No refugee shall be penalised on account of illegal entry or presence on Rwandan territory once a new Bill presented to Parliament is passed in its current form.

Government tabled the Bill in Parliament last week, seeking to review the law relating to refugees by introducing critical clauses missing in previous laws.

Tabling the Bill, the Minister for Disaster Management and Refugee Affairs, Seraphine Mukantabana, told lawmakers the law governing refugees and asylum seekers in Rwanda ought to be reviewed because amendments in a 2001 law and the 2006 law do not reflect the current state of affairs.

According to Mukantabana, among other changes, the Bill seeks to streamline work of her ministry in handling refugees’ affairs since the National Refugee Council no longer performs day to day work concerning refugees as stipulated in the current law.

The new Bill will be scrutinised by parliament’s standing committee.

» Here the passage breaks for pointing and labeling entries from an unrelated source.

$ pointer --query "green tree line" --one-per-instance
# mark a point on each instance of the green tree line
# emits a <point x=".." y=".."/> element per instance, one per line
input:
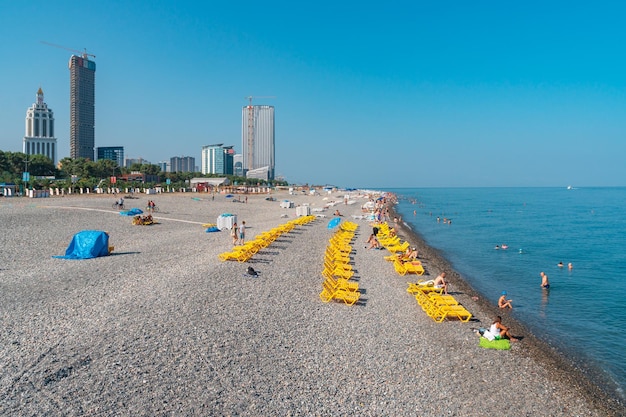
<point x="89" y="174"/>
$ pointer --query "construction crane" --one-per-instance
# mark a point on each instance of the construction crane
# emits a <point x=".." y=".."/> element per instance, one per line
<point x="251" y="129"/>
<point x="83" y="54"/>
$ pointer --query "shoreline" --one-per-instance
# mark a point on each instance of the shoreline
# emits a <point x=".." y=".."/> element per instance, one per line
<point x="162" y="327"/>
<point x="599" y="391"/>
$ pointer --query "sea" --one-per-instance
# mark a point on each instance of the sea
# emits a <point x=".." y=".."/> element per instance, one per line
<point x="583" y="313"/>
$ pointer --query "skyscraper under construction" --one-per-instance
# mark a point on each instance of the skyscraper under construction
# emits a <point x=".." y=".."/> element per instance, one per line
<point x="82" y="107"/>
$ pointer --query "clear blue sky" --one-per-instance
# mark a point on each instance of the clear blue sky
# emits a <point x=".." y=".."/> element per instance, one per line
<point x="368" y="94"/>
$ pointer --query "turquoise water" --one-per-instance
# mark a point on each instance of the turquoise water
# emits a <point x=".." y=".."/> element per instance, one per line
<point x="583" y="313"/>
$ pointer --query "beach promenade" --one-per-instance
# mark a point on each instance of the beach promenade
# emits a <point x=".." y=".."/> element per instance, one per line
<point x="162" y="327"/>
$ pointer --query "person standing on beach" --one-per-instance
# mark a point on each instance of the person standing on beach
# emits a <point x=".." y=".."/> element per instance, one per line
<point x="503" y="302"/>
<point x="233" y="234"/>
<point x="242" y="233"/>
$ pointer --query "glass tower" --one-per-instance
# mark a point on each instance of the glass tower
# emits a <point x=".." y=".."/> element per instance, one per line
<point x="82" y="107"/>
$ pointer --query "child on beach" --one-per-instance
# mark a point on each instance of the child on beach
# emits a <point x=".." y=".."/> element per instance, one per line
<point x="499" y="331"/>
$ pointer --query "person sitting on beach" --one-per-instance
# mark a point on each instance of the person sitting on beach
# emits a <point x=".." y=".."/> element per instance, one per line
<point x="500" y="331"/>
<point x="440" y="282"/>
<point x="503" y="302"/>
<point x="374" y="244"/>
<point x="410" y="254"/>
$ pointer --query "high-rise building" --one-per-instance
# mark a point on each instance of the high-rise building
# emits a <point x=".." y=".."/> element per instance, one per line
<point x="238" y="165"/>
<point x="183" y="164"/>
<point x="164" y="165"/>
<point x="114" y="153"/>
<point x="217" y="159"/>
<point x="39" y="132"/>
<point x="128" y="162"/>
<point x="82" y="107"/>
<point x="257" y="138"/>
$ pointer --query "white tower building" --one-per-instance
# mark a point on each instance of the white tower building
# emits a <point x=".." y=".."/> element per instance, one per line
<point x="257" y="138"/>
<point x="39" y="137"/>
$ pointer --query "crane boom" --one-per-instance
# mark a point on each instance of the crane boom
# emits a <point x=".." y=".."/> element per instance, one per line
<point x="84" y="53"/>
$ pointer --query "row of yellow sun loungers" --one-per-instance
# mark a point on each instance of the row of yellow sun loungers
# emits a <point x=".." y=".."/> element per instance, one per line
<point x="243" y="253"/>
<point x="437" y="305"/>
<point x="337" y="268"/>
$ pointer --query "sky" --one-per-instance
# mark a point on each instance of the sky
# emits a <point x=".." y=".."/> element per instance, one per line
<point x="366" y="94"/>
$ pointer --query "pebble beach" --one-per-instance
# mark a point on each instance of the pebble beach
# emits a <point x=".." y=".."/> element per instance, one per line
<point x="162" y="327"/>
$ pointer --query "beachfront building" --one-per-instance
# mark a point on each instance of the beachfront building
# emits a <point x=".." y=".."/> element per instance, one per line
<point x="82" y="107"/>
<point x="183" y="164"/>
<point x="262" y="173"/>
<point x="217" y="159"/>
<point x="114" y="153"/>
<point x="238" y="165"/>
<point x="257" y="138"/>
<point x="39" y="131"/>
<point x="164" y="166"/>
<point x="128" y="162"/>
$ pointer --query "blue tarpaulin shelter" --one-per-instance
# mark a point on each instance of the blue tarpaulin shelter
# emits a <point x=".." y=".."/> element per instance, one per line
<point x="87" y="244"/>
<point x="334" y="222"/>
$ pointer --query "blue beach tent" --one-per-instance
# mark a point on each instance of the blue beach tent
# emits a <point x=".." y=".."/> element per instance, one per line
<point x="334" y="222"/>
<point x="87" y="244"/>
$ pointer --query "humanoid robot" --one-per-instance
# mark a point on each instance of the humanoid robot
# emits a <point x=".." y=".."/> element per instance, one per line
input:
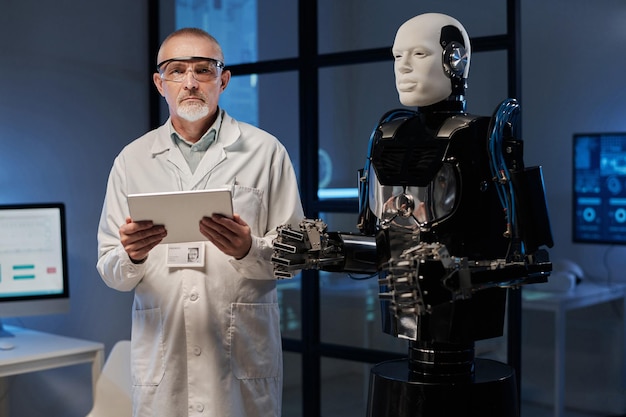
<point x="450" y="219"/>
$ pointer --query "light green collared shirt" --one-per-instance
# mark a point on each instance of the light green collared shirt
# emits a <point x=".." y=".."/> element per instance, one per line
<point x="194" y="152"/>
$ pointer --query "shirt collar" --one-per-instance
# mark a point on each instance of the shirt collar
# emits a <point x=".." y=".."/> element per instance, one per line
<point x="210" y="136"/>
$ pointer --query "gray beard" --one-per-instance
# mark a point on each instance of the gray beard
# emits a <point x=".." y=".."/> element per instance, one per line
<point x="193" y="113"/>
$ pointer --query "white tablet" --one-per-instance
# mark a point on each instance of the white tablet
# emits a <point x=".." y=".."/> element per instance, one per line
<point x="181" y="211"/>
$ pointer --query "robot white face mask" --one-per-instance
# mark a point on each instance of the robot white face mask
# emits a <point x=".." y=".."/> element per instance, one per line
<point x="420" y="70"/>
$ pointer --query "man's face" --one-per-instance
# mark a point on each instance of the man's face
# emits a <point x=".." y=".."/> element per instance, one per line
<point x="190" y="99"/>
<point x="420" y="78"/>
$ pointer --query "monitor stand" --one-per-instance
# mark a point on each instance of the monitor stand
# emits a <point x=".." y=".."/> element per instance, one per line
<point x="4" y="332"/>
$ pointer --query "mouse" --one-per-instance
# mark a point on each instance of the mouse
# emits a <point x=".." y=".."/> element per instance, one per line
<point x="6" y="346"/>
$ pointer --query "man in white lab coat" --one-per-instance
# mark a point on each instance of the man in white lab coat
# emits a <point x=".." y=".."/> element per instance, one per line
<point x="205" y="338"/>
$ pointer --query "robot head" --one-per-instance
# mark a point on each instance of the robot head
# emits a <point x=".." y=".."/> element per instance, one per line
<point x="432" y="58"/>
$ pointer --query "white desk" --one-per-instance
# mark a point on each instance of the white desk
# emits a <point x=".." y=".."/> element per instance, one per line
<point x="583" y="295"/>
<point x="38" y="351"/>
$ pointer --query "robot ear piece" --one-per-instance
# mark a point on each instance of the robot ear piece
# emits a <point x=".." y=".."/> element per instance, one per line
<point x="454" y="60"/>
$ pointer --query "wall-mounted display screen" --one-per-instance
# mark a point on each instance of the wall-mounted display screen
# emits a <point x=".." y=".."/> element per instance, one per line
<point x="599" y="193"/>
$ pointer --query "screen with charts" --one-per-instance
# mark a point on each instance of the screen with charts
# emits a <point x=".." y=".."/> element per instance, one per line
<point x="32" y="252"/>
<point x="599" y="195"/>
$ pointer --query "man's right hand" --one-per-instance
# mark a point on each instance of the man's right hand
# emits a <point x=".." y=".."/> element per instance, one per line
<point x="138" y="238"/>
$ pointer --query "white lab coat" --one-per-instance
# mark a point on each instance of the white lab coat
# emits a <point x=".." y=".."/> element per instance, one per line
<point x="205" y="341"/>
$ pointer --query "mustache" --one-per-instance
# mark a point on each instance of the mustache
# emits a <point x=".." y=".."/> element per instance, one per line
<point x="198" y="95"/>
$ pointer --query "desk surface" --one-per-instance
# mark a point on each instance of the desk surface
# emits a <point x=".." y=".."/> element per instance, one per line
<point x="35" y="351"/>
<point x="583" y="295"/>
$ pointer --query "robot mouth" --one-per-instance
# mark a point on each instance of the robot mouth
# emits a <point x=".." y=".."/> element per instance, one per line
<point x="406" y="86"/>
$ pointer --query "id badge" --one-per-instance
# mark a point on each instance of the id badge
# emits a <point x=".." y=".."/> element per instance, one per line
<point x="190" y="255"/>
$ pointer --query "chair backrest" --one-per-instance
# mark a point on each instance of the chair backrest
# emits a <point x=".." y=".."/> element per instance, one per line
<point x="113" y="396"/>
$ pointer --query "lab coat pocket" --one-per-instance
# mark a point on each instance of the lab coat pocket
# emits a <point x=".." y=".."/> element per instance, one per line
<point x="248" y="203"/>
<point x="148" y="365"/>
<point x="255" y="346"/>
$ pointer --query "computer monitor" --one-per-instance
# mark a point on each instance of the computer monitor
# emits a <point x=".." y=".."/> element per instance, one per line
<point x="599" y="192"/>
<point x="33" y="261"/>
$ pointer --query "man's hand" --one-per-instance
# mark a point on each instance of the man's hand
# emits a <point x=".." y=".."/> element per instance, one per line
<point x="231" y="236"/>
<point x="138" y="238"/>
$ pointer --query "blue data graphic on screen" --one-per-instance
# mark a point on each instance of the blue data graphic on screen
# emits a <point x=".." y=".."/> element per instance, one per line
<point x="599" y="188"/>
<point x="31" y="258"/>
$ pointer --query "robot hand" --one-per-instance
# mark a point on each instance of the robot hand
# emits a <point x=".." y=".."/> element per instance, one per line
<point x="311" y="247"/>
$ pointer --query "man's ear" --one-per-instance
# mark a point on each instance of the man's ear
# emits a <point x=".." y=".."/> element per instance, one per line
<point x="225" y="77"/>
<point x="158" y="82"/>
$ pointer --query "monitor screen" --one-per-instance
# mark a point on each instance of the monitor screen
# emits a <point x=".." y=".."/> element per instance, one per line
<point x="33" y="260"/>
<point x="599" y="176"/>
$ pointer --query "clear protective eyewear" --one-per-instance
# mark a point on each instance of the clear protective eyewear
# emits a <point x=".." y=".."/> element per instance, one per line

New clauses to the Bill include: non-refoulement; non-penalisation; as well as others that tackle issues to do with refugee camps management; and others focusing on durable solutions for the refugees’ problem.

Non-refoulement

Non-refoulement, a key facet of refugee law, concerns the protection of refugees from being returned to places where their lives or freedoms could be threatened. It is a principle of the international law which forbids the rendering of a true victim of persecution to their persecutor; persecutor generally referring to a state-actor – country or government.

Under the article 23: [Non-refoulement], “no refugee  shall be expelled or returned in any manner whatsoever to the frontiers of the territories where their life or freedom would be threatened on account of race, religion, nationality, membership of à particular social group or political opinion.”

But now Article 24 introduces: non-penalisation, no refugee shall be penalised on account of illegal entry or presence on Rwandan territory.

On refugee camps management, three new clauses – 26, 27 and 28 – are introduced to streamline aspects of: settlement of refugees; mechanisms for entry to and exit from refugee camps; and cooperation with funding organisations.

On the settlement of refugees, the Bill states that the ministry, in collaboration with other concerned government institutions, shall decide on the locations of transit centres, refugee camps and settlement areas. On voluntary repatriation, the ministry, in collaboration with other institutions, may facilitate a refugee’s repatriation upon written request, the Bill states.

Under article 31, integration into Rwanda is also possible as the government “may allocate settlement areas to refugees and integrate them where possible.”

Environmental concerns highlighted

Even though MPs welcomed the Bill, several issues, including environmental degradation brought about by vast refugee settlements in the country, were highlighted.

MP Adolphe Bazatoha, chairperson of the Chamber of Deputies’ standing Committee on Agriculture, Livestock and Environment, observed that refugees’ issues do not only concern the people affected alone but also focus on the place where they are resettled in the host country, among others.

Bazatoha said: “Within the framework of the International Conference on the Great Lakes Region (ICGLR) there is research that was carried out, and findings indicated that refugees play a big role in destroying the environment, – with many  attendant consequences.”

The minister stressed that once refugees are in Rwanda, they, like Rwandan citizens are obliged to respect all the country’s laws – including laws governing environment.

Mukantabana said: “They are not above the law. When they violate the law they face teh law like Rwandans do.”

MP Emmanuel Gatera asked the minister whether refugees, as stakeholders were consulted when the Bill was drafted. He also requested that government, through the minister, make time, later, to brief the House on matters to do with refugees.

The minister said refugees were adequately consulted as well as other ministries and agencies concerned by the refugee issue.